Low-Code Workflows for Actuaries: IBNR

The TL;DR

Buzz is building around low-code in actuarial circles.
As everyone knows, Excel has plenty of shortcomings.
Low-code and high-code alternatives can improve many of Excel’s shortcomings, but they come with their own challenges.
We use KNIME to demonstrate low-code workflows for a typical actuarial task, IBNR computation.
Low-code platforms allow actuaries to think at a higher level of abstraction.
Low-code platforms offer compelling advantages and should be evaluated as a replacement of Excel-based workflows and processes.

So Much Buzz

No doubt you have heard about low-code platforms. Perhaps you have seen them at a conference, talked to a low-code vendor or consultant, or even use them as part of your work. But no matter where you look, you will find little detail about what they are good for and how they will (often) improve your work. Plenty of why, but virtually no how or what.

There was an article recently in The Actuary talking about low-code systems. I agreed with what it said (mostly), but even I, a low-code adherent, was left wanting to know more. What sets me apart from the typical actuarial reader is my experience in low-code platforms. I have had the pleasure of working with a mature, powerful low-code environment and know just how powerful they are.

What environment is that, you may ask? Houdini. But that is a story for another day.

The Actuary’s Albatross

Excel is an extraordinary program. Supremely flexible and versatile. Even before it became Turing complete with the addition of the LAMBDA function, Excel with and without VBA has been a powerful tool for actuaries. So much so that an entire shadow IT environment has grown up around it in actuarial departments.

In 2021, Stephan Mathys wrote the article “Several Reasons Excel Should Not Be Your Production-Level Actuarial System” for the Smaller Insurance Company section. Without meaning to, he lays out great reasons why it is time to move on from Excel. I recount them here.
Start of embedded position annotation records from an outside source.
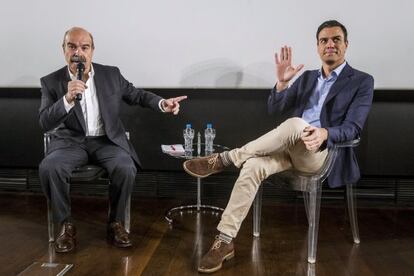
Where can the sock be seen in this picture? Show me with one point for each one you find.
(225, 238)
(225, 158)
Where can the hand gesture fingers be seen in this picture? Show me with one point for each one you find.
(284, 69)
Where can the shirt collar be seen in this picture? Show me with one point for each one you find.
(335, 73)
(91, 73)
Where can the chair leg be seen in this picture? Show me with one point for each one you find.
(314, 209)
(306, 202)
(50, 224)
(128, 214)
(257, 210)
(351, 200)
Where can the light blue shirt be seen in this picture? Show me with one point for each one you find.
(312, 112)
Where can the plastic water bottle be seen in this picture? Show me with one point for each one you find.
(188, 134)
(209, 135)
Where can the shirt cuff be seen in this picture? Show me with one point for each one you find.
(68, 106)
(160, 105)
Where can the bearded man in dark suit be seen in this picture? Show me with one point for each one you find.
(90, 129)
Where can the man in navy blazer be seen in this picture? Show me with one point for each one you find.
(320, 108)
(81, 106)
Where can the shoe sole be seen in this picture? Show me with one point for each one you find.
(57, 250)
(214, 269)
(119, 245)
(194, 174)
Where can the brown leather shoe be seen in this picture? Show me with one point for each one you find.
(66, 241)
(213, 259)
(204, 166)
(118, 236)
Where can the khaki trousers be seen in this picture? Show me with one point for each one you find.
(276, 151)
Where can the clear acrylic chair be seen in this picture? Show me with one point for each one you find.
(311, 186)
(86, 173)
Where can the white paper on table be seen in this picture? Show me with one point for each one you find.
(174, 150)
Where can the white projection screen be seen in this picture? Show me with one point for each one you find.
(205, 43)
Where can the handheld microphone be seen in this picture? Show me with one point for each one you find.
(80, 68)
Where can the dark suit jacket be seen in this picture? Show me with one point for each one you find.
(343, 114)
(111, 89)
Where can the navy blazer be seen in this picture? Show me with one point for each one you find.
(343, 114)
(111, 89)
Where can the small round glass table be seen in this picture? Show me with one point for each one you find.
(199, 206)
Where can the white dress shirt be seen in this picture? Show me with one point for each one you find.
(90, 107)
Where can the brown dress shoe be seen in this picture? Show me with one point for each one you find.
(213, 259)
(66, 241)
(204, 166)
(118, 236)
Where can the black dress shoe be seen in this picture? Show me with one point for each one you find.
(66, 241)
(118, 236)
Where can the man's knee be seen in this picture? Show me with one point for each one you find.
(255, 168)
(125, 166)
(48, 166)
(296, 123)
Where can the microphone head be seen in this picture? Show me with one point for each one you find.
(80, 66)
(77, 59)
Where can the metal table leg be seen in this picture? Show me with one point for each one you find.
(190, 208)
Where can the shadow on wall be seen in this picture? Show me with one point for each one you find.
(224, 73)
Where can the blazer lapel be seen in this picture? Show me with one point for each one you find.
(101, 92)
(310, 86)
(341, 82)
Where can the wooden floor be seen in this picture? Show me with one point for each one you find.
(387, 240)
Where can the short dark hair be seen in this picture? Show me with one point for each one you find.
(330, 24)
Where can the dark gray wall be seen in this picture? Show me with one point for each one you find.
(238, 116)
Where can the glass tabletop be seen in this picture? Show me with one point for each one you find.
(199, 152)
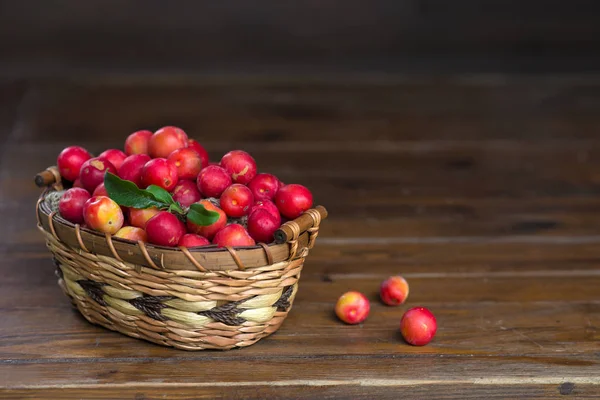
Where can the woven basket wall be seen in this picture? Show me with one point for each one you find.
(206, 298)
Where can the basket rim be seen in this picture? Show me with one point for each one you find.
(206, 258)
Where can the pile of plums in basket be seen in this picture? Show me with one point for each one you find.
(250, 205)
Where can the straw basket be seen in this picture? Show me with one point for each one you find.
(191, 299)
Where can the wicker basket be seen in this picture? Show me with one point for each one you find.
(205, 298)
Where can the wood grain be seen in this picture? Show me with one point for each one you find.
(482, 194)
(234, 37)
(298, 390)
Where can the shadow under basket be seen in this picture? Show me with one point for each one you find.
(191, 299)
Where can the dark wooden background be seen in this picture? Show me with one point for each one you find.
(66, 37)
(454, 142)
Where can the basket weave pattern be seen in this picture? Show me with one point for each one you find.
(190, 309)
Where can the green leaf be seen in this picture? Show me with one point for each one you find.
(160, 194)
(201, 216)
(126, 193)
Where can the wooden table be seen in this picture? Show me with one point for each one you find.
(482, 191)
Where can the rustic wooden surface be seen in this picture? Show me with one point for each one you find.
(482, 192)
(73, 37)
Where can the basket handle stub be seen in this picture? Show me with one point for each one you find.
(50, 176)
(310, 219)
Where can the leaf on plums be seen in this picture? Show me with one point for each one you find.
(160, 194)
(199, 215)
(126, 193)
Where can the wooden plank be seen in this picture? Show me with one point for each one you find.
(564, 325)
(388, 372)
(300, 113)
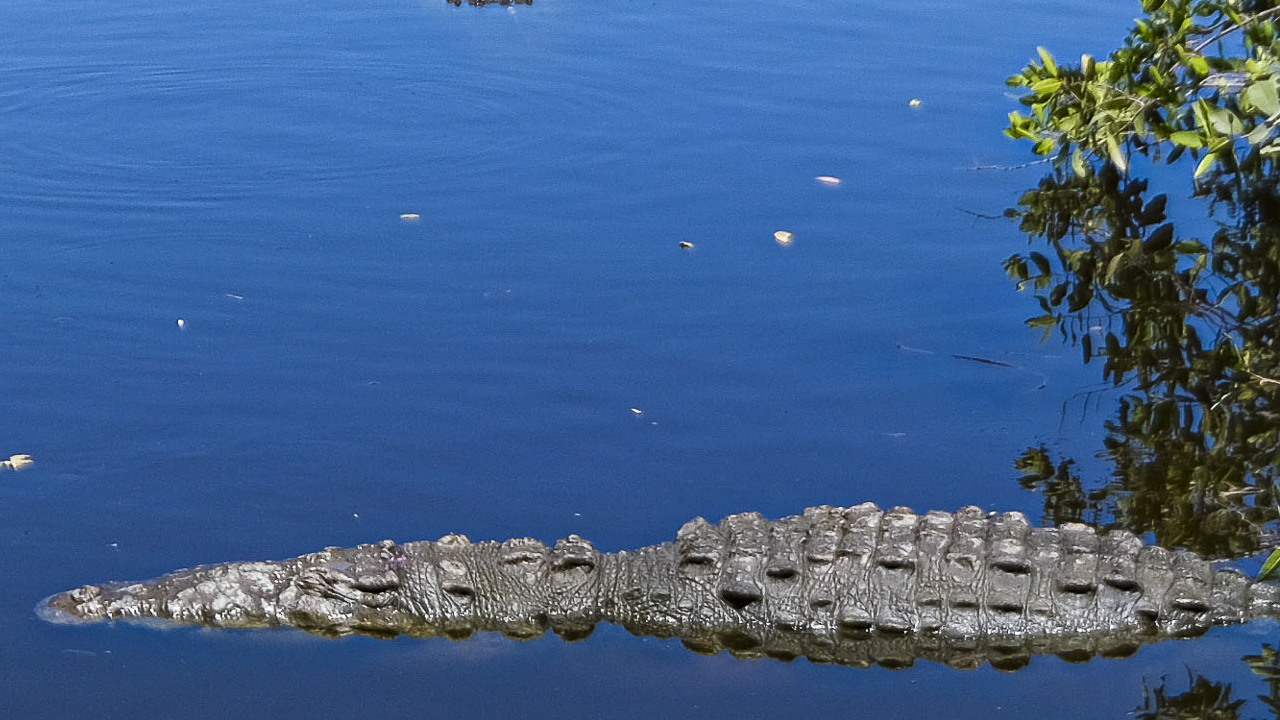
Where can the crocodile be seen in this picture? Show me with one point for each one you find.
(851, 586)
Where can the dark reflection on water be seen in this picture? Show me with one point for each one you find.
(1185, 328)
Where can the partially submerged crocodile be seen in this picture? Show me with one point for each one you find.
(854, 586)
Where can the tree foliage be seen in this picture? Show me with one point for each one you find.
(1188, 327)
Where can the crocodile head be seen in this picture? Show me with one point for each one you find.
(332, 592)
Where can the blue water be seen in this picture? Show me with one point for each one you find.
(341, 376)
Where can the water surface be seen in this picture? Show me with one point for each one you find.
(343, 376)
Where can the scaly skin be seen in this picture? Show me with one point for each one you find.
(853, 586)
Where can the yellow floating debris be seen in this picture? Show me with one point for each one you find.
(16, 463)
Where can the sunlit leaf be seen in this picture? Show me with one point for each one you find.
(1050, 65)
(1269, 568)
(1206, 163)
(1118, 158)
(1188, 139)
(1262, 95)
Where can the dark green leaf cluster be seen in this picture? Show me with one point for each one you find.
(1188, 327)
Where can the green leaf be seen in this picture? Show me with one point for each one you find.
(1118, 158)
(1206, 163)
(1078, 165)
(1262, 95)
(1047, 86)
(1188, 139)
(1258, 133)
(1269, 568)
(1048, 60)
(1224, 121)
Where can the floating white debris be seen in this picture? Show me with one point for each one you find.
(16, 463)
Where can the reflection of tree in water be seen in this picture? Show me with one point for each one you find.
(1205, 698)
(1185, 326)
(1188, 328)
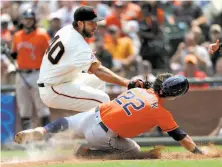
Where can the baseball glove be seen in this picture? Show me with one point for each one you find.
(139, 84)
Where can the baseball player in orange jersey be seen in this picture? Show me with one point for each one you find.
(71, 77)
(28, 48)
(110, 126)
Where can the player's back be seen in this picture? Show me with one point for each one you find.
(68, 55)
(134, 112)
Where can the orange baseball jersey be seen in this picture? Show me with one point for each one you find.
(30, 48)
(134, 112)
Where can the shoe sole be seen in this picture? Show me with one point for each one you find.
(23, 137)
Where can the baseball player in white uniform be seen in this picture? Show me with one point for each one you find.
(70, 76)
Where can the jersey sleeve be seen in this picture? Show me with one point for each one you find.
(45, 41)
(165, 120)
(130, 47)
(84, 60)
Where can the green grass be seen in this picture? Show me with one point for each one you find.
(129, 163)
(147, 163)
(8, 154)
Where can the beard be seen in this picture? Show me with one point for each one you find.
(86, 33)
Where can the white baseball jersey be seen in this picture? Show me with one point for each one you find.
(68, 55)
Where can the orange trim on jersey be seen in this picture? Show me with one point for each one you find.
(73, 97)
Excel is a blank slate. Users must supply there own structure and design, among others. These are things actuaries are not trained to do.
Excel has data and size limitations. Currently a bit over one million rows, it used to be much, much less. PowerQuery can handle greater than that, yet there are far better tools for handling such large amounts of data.
Excel wasn’t designed for effective visual displays. Essentially an extension of the first item.
Processing power is limited. Excel is stuck with the memory and CPU on your local machine.
Version control is non-existent. In Excel. This requires ad hoc methods which are far from fool-proof, such as making copies with appropriate file names.
Formula copy/paste practices. In short, how do I know that cell A356709 uses the same formula as cell A2 and A9120, if they are supposed to be identical?
Excel itself has versions. Microsoft regularly iterates on improving Excel. For example, the LAMBDA function is a very recent addition.
Undocumented or Unknown External References to Internal Components Can Lead to Data Pipeline Issues. External references to other workbooks and resources can break readily.

In short, we have stretched Excel far beyond its original design and intended uses.

Easing the Burden

Technology marches ever onward, and in 2024, we find ourselves awash in tools and systems which promise to improve efficiency, effectiveness, robustness, and performance. Despite that, many actuaries continue to use Excel for (almost) everything.

Much has been written about Excel’s shortcomings. What should replace it? Maybe some criteria could help to decide:

Flexible: it needs to do all the things we might eventually need, even if we don’t know what those are yet.
No arbitrary limitations: no limits on data sizes or ability to tap processing power, including distributed systems
Versioning: versioning should be easy to use
Transparency and clarity: future users, including yourself, should be able to understand the what, why, and how of the work being done
Auditability: anything done in the environment can be readily reviewed and verified by auditors and peer reviewers
Interoperability: it is easy to work with other software and systems (provided those systems reciprocate)
Cost: it should not be unjustifiably expensive to purchase or maintain.

I can’t say that any replacement will satisfy these criteria for your needs. However, I hope this introduction and comparison gives you a sense of what you can expect.

Something Tangible

Let’s look at how an actuary would do a common task in a low-code environment. We will estimate IBNR by completing a claims triangle. Most actuaries should be familiar with how this is done. If not, the details of the case study are a good place to learn the basic idea.

I used the KNIME platform. I chose KNIME because it appears to be full-featured and mature, and you can run it at home. Note: I have no relationship whatsoever with KNIME or any purveyor of low-code anything.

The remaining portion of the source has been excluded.